Thiotricha synacma

Scientific classification
- Domain: Eukaryota
- Kingdom: Animalia
- Phylum: Arthropoda
- Class: Insecta
- Order: Lepidoptera
- Family: Gelechiidae
- Genus: Thiotricha
- Species: T. synacma
- Binomial name: Thiotricha synacma Meyrick, 1918

= Thiotricha synacma =

- Authority: Meyrick, 1918

Species of moth

Thiotricha synacma is a moth of the family Gelechiidae. It was described by Edward Meyrick in 1918. It is found in Assam, India.

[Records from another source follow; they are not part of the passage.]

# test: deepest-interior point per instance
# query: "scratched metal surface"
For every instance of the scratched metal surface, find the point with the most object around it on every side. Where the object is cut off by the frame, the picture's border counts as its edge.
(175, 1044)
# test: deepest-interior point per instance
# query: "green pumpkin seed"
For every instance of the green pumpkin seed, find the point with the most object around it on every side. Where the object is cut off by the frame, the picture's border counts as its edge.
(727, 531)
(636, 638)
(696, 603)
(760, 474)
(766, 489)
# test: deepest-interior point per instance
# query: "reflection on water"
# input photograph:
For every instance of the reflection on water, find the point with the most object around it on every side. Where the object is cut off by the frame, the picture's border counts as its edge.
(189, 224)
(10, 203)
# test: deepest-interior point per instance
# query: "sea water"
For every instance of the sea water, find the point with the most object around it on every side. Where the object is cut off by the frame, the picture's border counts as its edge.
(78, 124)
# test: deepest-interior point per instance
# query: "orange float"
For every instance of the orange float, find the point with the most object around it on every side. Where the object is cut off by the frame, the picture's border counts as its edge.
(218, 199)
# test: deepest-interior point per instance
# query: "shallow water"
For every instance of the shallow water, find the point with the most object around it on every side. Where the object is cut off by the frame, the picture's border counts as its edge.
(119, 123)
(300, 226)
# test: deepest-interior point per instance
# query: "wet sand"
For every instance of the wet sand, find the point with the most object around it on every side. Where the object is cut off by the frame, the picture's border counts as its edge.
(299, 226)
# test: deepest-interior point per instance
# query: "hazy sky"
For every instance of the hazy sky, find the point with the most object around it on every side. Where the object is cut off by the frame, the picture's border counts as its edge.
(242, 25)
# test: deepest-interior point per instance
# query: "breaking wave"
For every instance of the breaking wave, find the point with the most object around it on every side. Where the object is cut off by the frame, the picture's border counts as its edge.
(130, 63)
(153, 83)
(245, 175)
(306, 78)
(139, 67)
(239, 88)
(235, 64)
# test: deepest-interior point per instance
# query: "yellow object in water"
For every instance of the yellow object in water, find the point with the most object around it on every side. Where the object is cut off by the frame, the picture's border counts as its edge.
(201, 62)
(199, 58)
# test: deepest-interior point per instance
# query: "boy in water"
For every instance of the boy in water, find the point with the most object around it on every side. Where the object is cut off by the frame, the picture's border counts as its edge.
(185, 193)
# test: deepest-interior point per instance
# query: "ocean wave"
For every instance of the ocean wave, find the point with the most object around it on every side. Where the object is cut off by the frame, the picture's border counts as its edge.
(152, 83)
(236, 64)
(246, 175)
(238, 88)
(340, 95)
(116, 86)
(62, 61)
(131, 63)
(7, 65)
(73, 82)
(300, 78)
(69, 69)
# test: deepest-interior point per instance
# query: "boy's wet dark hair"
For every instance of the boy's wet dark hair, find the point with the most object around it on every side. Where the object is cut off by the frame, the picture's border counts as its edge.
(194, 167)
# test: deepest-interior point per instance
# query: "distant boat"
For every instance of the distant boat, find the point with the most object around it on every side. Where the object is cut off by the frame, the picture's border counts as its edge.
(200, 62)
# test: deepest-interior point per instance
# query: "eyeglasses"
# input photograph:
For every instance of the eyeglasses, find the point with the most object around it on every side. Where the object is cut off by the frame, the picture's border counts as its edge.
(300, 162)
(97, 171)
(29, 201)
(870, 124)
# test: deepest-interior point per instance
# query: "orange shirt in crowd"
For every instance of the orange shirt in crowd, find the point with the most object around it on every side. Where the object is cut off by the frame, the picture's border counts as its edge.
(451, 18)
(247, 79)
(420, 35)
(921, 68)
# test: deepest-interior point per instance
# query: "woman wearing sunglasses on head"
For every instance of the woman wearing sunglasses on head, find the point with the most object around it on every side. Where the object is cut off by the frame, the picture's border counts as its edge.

The wingspan is about 12 mm. The forewings are fuscous with ochreous-white markings. There is a broad pointed median streak from the base to near the apex and a streak from beneath this before the middle to the tornus. A line is found along the costa from the middle to a short oblique line from the costa terminating above the apex of the median streak and there is a very oblique line from above the tornus to beneath the apex of the median streak. A wedge-shaped streak is found along the lower half of the termen and a fine transverse blue-leaden-metallic line just beyond these markings before the apex. The apex is ochreous tinged and there is a small black apical dot preceded by a minute violet-silvery dot. The hindwings are grey, paler in the disc anteriorly.